Nunca supe a las claras si había acertado en algo, con el Coronel Bonanza de Caracas o bien del exilio y de fuera, no se me comunicaban los resultados, y aún menos a las claras: no me atañían a mí, y puede que tampoco a nadie. A veces no debía ni de haberlos, y los dictámenes o informes serían meramente archivados, por si acaso. Y si había que tomar decisiones respecto a algo (el respaldo y la financiación de un golpe, por ejemplo), es probable que las tomaran los responsables diversos —quienes hubieran hecho en cada caso el encargo, o hubieran solicitado los pareceres nuestros– sin posibles constatación ni certeza y sólo por su cuenta y riesgo, es decir, fiándose o no fiándose, apostando a favor o en contra de lo que Tupra y los suyos hubieran visto y opinado, o quizá recomendado.

En un primer momento, sin embargo, supuse cándidamente que en algo habría acertado, porque no pasaron muchos días tras aquella mañana de interpretar doblemente, la lengua y las intenciones —inexacto lo segundo, pero digámoslo así en principio—, sin que se me propusiera abandonar ya mi puesto de la BBC Radio y trabajar en exclusiva para Tupra (o eminentemente), junto a él y su devoto Mulryan, la joven Pérez Nuix y los otros, con horarios muy flexibles en teoría y bastante mayor ganancia, ninguna queja en ese aspecto, al contrario, podía enviar más dinero a casa.
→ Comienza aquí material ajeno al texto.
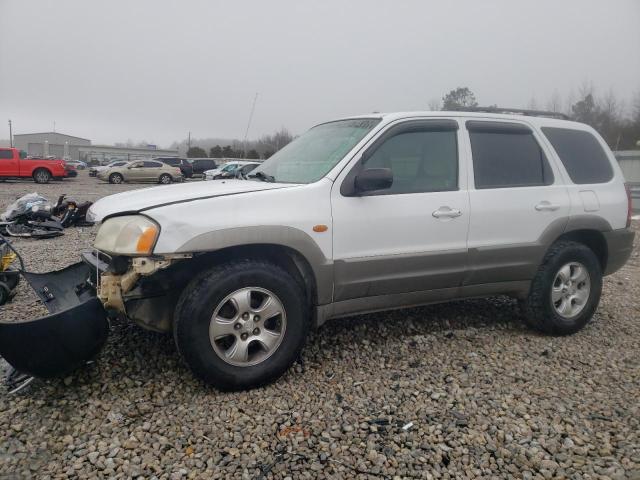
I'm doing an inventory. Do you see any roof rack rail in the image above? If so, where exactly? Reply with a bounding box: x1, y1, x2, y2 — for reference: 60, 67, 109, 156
451, 107, 571, 120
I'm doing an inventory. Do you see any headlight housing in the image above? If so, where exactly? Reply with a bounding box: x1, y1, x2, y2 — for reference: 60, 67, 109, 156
94, 215, 160, 255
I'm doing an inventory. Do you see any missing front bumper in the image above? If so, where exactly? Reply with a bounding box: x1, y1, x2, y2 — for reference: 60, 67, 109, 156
0, 262, 109, 378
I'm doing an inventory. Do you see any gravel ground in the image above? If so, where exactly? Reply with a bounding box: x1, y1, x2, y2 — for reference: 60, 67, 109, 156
0, 176, 640, 479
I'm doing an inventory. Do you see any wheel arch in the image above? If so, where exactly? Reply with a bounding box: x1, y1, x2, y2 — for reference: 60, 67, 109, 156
542, 215, 612, 272
192, 243, 318, 305
554, 229, 609, 272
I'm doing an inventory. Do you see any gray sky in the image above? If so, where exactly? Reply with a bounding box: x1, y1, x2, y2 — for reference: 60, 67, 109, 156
0, 0, 640, 146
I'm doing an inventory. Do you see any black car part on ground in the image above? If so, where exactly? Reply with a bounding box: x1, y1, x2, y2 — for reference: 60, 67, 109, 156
52, 194, 93, 228
0, 235, 24, 305
0, 244, 109, 378
0, 194, 93, 239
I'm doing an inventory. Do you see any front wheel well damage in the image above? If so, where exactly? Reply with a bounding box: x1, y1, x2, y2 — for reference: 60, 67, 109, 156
123, 244, 317, 332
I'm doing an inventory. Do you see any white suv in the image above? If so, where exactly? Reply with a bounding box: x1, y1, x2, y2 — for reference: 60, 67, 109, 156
0, 112, 634, 389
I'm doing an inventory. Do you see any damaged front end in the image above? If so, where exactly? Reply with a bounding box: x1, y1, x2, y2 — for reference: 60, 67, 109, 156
0, 246, 189, 378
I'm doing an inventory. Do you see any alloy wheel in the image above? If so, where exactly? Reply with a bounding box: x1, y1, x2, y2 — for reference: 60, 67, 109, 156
209, 287, 287, 367
551, 262, 591, 319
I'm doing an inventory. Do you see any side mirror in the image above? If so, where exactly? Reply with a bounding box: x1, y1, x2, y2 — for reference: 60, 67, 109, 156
354, 168, 393, 192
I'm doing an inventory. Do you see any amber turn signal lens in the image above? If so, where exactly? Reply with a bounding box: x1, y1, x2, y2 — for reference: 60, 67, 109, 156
136, 227, 158, 253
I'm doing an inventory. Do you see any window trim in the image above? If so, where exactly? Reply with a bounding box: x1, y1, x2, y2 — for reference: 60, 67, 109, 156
340, 118, 460, 197
0, 148, 13, 160
540, 125, 616, 185
465, 120, 556, 190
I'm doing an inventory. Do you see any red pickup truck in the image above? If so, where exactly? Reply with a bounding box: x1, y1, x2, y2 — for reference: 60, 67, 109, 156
0, 148, 68, 183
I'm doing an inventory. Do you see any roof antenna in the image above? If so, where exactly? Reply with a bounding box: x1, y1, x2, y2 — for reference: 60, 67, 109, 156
242, 92, 258, 156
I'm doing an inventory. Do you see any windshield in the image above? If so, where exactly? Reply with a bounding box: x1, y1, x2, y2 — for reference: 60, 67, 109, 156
251, 118, 380, 183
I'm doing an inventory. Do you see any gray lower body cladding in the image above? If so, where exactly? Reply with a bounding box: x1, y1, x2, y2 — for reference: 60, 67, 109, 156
603, 228, 635, 275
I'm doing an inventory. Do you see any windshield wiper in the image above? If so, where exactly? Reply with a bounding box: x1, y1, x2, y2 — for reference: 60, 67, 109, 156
249, 172, 276, 183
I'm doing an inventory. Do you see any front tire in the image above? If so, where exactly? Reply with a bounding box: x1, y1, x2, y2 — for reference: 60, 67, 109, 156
521, 241, 602, 335
173, 260, 309, 391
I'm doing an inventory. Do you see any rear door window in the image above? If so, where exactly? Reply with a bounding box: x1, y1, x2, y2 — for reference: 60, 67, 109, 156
467, 121, 553, 189
542, 127, 613, 184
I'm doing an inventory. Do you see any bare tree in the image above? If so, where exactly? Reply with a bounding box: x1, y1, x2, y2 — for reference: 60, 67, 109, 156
427, 98, 441, 112
442, 87, 478, 110
546, 89, 562, 112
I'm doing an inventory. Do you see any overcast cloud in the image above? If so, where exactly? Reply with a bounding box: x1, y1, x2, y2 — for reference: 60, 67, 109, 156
0, 0, 640, 146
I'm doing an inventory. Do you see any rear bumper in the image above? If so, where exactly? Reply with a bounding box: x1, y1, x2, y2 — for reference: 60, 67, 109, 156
603, 228, 636, 275
0, 262, 109, 378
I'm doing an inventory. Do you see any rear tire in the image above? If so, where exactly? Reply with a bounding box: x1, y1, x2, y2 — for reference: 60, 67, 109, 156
109, 173, 124, 185
33, 168, 51, 183
158, 173, 173, 185
173, 260, 310, 391
521, 241, 602, 335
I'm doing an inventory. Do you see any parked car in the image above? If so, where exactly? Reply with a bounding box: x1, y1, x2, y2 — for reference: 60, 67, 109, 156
89, 160, 129, 177
154, 157, 193, 178
64, 162, 78, 178
97, 160, 182, 185
0, 109, 634, 390
189, 158, 218, 177
65, 159, 87, 170
0, 148, 66, 183
203, 160, 260, 180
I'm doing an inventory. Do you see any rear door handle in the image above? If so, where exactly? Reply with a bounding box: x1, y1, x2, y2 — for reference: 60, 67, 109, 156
431, 207, 462, 218
535, 200, 560, 212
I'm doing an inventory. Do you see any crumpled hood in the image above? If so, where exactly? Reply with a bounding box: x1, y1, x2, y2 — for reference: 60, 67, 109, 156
88, 180, 294, 222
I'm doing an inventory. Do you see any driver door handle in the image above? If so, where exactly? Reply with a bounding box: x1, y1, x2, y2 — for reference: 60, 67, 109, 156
431, 207, 462, 218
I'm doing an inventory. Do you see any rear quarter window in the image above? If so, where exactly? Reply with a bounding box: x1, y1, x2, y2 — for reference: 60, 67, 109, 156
542, 127, 613, 184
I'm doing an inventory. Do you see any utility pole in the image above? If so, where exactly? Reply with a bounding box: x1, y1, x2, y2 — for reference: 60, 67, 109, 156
242, 92, 258, 157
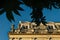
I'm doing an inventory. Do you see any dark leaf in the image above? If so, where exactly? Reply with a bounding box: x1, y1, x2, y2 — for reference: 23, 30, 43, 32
16, 6, 24, 11
13, 9, 21, 16
6, 11, 15, 22
0, 9, 5, 15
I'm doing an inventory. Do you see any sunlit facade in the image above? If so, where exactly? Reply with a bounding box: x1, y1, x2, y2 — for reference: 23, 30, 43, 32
8, 21, 60, 40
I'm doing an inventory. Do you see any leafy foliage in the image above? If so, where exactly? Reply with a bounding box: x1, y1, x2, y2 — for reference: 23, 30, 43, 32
0, 0, 23, 22
23, 0, 60, 25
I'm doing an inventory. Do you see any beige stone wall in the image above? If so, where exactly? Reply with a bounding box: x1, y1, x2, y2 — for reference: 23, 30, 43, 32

Fue inevitable la sensación de haber aprobado un examen, y de que se me incorporaba a lo que quisiera que fuese aquello, entonces no me pregunté mucho al respecto ni tampoco más tarde ni tampoco ahora, porque aquello fue quizá siempre impreciso (y la indefinición era su esencia), y porque algo me había advertido Sir Peter Wheeler, o suficientemente: 'De esto no te hablarán los libros, ninguno de ellos, ni los más antiguos ni los más modernos, ni los más exhaustivos que se publican ahora, Knightley, Cecil, Dorril, Davies, no sé, Stafford, Miller, Bennett, tantos, ni crípticamente los que en su día fueron más crípticos, Rowan, Denham, y lo siguen siendo. No busques en ellos. Casi ni alusiones encontrarás. Sólo perderás la paciencia y el tiempo'. A lo largo de aquel domingo de Oxford no puedo decir que me hablara siempre con medias palabras, pero quizá sí con tres cuartos, a lo sumo con tres cuartos, nunca con las completas palabras. Puede que él tampoco las conociera o tuviera enteras, puede que no las tuviera nadie, ni siquiera Tupra, ni Rylands cuando vivía. Puede que no las hubiera.